Eleonora von Mendelssohn was the daughter of Robert von Mendelssohn (1857-1917), a partner of Mendelssohn & Co., and his wife, the concert pianist Giulietta, who in turn was a daughter of portrait-painter Michele Gordigiani. Her father, an amateur cellist, was a descendant of Moses Mendelssohn, of whose line the famous composer, Felix Mendelssohn was a part. Robert and his brother Franz controlled the Mendelssohn Bank during the early decades of the 20th century. Eleonora was named after her godmother, Eleonora Duse, the acclaimed Italian stage actress and tragedienne, who had been a lover of her father, Robert von Mendelssohn. After the death of Robert von Mendelssohn in 1917, Giulietta von Mendelssohn left the family villa in Berlin-Grunewald,  which also contained the family's art collection, to her two children Eleonora and Francesco von Mendelssohn. This was supplemented by some works by the siblings, such as Toulouse-Lautrec, but the focus of interest for Eleonora and Francesco von Mendelssohn was more acting, literature and music. Eleonora von Mendelssohn conducted correspondence with Rainer Maria Rilke and Hugo von Hofmannsthal. On stage she worked with Fritz Kortner, Alexander Moissi, Gustaf Gründgens, Heinrich George and Werner Krauß. Among her lovers were Max Reinhardt and Arturo Toscanini.

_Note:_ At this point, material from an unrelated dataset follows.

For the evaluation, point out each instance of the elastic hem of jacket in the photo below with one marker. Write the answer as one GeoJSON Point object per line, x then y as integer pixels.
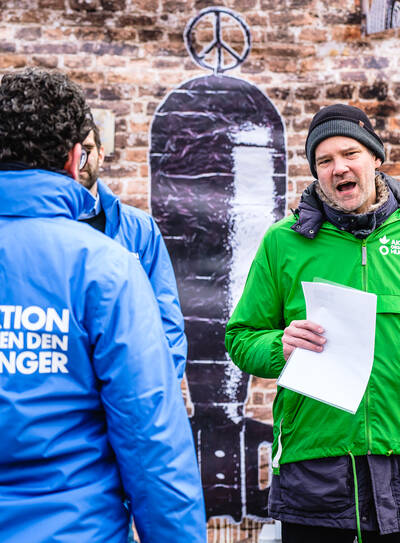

The morphine-addicted and often unhappily in love Eleonora von Mendelssohn married the Swiss pianist Edwin Fischer (1919-1925), the Hungarian riding master Imre or Emmerich or Jedre von Jeszenszky or Jessinski in her second marriage (in 1925), the Austrian actor Rudolf Forster in her third marriage (1938-1940) and the actor Martin Kosleckin or Kosleck her fourth marriage (1947-1951).

Eleonora as a teenager in Berlin, summer of 1914, © private collection.

Fritz Kortner and Eleonora von Mendelssohn in Der rote General, staged by Erich Engel 1928 at the Berliner Theater.  Undated photo © ullstein bild / photo: Zander & Labisch.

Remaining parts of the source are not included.